Functional importance of a pair of conserved glutamic acid residues and of Ca²⁺ binding in the cbb ₃-type oxygen reductases from rhodobacter sphaeroides and vibrio cholerae

The cbb₃-type cytochrome c oxidases are members of the family of heme-copper proton pumping respiratory oxygen reductases. The structure of the cbb₃-type oxidase from Pseudomonas stutzeri reveals that, in addition to the six redox-active metal centers (two b-type hemes, three c-type hemes, and Cu_B), the enzyme also contains at least one Ca²⁺. The calcium bridges two propionate carboxyls at the interface between the low-spin heme b and the active-site heme b₃ and, in addition, is ligated to a serine in subunit CcoO and by a glutamate in subunit CcoN. The glutamate that is ligated to Ca²⁺ is one of a pair of glutamic acid residues that has previously been suggested to be part of a proton exit pathway for pumped protons.
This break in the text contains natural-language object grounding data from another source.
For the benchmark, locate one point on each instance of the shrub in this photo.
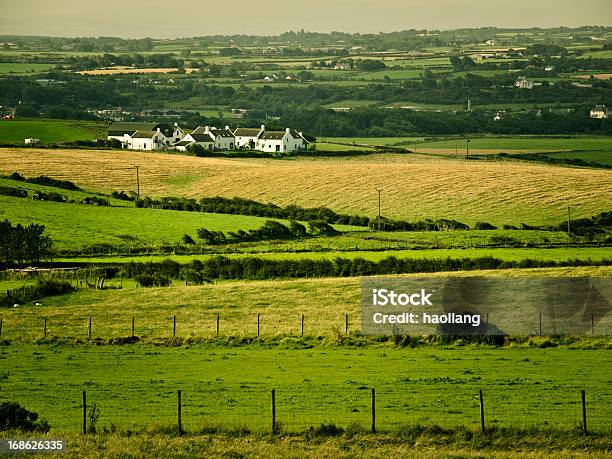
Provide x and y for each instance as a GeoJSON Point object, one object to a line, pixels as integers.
{"type": "Point", "coordinates": [95, 201]}
{"type": "Point", "coordinates": [15, 417]}
{"type": "Point", "coordinates": [41, 289]}
{"type": "Point", "coordinates": [484, 226]}
{"type": "Point", "coordinates": [14, 192]}
{"type": "Point", "coordinates": [155, 280]}
{"type": "Point", "coordinates": [324, 430]}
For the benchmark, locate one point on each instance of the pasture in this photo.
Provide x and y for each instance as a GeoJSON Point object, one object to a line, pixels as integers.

In this work, mutations of these glutamates are investigated in the cbb₃-type oxidases from Vibrio cholerae and Rhodobacter sphaeroides. Metal analysis shows that each of these wild-type enzymes contains Ca ²⁺. Mutations of the glutamate expected to ligate the Ca²⁺ in each of these enzymes (E126 in V. cholerae and E180 in R. sphaeroides) result in a loss of activity as well as a loss of Ca²⁺. Mutations of the nearby glutamate (E129 in V. cholerae and E183 in R. sphaeroides) also resulted in a loss of oxidase activity and a loss of Ca²⁺. It is concluded that the Ca²⁺ is essential for assembly of the fully functional enzyme and that neither of the glutamates is likely to be part of a pathway for pumped protons within the cbb₃-type oxygen reductases. A more likely role for these glutamates is the maintenance of the structural integrity of the active conformation of the enzyme.